Gessler: Nowy Rok na Karaibach
Restauratorka Magda Gessler i jej partner, chirurg plastyczny z Toronto Waldemar Kozerawski, Nowy Rok witają w Ameryce Środkowej, na jednej z wysp Morza Karaibskiego.
Samolot z turystami ląduje tam tylko raz w tygodniu, więc para może w spokoju świętować - czytamy w "Na żywo".
To jedna z niewielu okazji, kiedy zakochani mogą być razem. W ciągu miesiąca spędzają ze sobą jedynie dziesięć dni. Gessler nie ukrywa, że bardzo pasuje jej taki układ:
"Nie chcę, żeby nasze spotkania zabiła codzienność, nie chcę, żeby było nudno, bez emocji i bez żaru" - mówi na łamach "Gali".
Od związku oczekuje nie tylko romantyzmu i "czegoś wyjątkowego", ale także możliwości odkrywania siebie i partnera na nowo. Jej zdaniem codzienność wykańcza uczucia.
Kiedy odwiedza Waldka w jego domu w Toronto, oboje delektują się sobą w ogromnej kuchni z widokiem na las, jedzą czerwony kawior, najlepszego łososia z Alaski i bajgle z żydowskiej piekarni lub grzanki z chałki z dżemem z guajawy (jej ulubiony).
To on pierwszy wstaje - mama wpoiła jej zasadę, że mężczyzna przygotowuje śniadanie, by kobieta mogła się wyspać.
Kiedy Waldemar pracuje, ona prasuje jego koszule, maluje i czyta... Gdy to on gości w Warszawie, uciekają, ukrywają się w sypialni na poddaszu.

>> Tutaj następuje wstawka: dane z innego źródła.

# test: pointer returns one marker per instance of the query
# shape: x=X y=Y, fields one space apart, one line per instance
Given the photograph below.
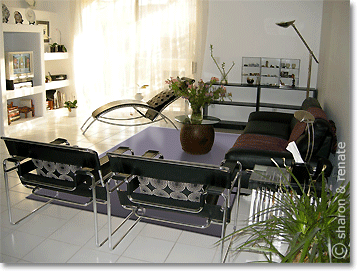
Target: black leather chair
x=146 y=112
x=199 y=190
x=59 y=168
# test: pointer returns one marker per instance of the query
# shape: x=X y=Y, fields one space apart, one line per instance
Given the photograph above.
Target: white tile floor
x=58 y=234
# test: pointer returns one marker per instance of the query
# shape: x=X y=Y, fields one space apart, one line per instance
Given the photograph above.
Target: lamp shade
x=285 y=24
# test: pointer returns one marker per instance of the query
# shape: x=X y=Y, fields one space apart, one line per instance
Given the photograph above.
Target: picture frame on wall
x=46 y=30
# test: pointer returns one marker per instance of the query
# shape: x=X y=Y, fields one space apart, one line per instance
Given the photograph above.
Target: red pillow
x=260 y=142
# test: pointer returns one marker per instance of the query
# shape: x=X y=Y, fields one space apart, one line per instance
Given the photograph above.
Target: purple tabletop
x=167 y=142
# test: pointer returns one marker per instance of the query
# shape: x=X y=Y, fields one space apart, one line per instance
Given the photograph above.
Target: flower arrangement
x=223 y=73
x=198 y=95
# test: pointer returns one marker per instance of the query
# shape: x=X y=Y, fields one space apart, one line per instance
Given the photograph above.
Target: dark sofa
x=267 y=135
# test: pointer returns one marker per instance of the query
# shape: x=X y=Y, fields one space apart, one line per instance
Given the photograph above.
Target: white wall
x=57 y=12
x=241 y=28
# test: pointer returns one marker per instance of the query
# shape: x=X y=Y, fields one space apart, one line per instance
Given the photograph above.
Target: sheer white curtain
x=122 y=44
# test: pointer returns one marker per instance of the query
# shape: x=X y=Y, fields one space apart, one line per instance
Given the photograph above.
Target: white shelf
x=57 y=84
x=56 y=56
x=12 y=94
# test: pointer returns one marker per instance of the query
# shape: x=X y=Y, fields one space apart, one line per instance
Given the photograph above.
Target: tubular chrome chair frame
x=217 y=181
x=87 y=176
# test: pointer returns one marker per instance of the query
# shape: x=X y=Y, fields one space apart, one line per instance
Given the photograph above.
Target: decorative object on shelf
x=46 y=30
x=292 y=23
x=71 y=106
x=13 y=113
x=30 y=16
x=224 y=74
x=198 y=95
x=5 y=14
x=18 y=17
x=54 y=47
x=250 y=80
x=270 y=71
x=26 y=106
x=31 y=3
x=60 y=47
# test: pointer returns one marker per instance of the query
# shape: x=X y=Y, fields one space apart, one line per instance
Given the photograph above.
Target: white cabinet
x=49 y=58
x=19 y=37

Jej recepta na szczęśliwy związek? "Nie zaglądać do szuflady męża. Nigdy!" - podkreśla restauratorka.
Uważa, że w chwili, gdy zadaje się zbyt dużo pytań, można usłyszeć odpowiedź, na którą nie czekamy. Jej rada dla kobiet brzmi: należy zostawić partnerowi własną przestrzeń i "udowadniać, że jest się lepszą od kochanki".
"Żadnych wymówek, awantur, krzyków. Polki są niestety wybitne w dręczeniu swoich mężów i siebie" - dodaje.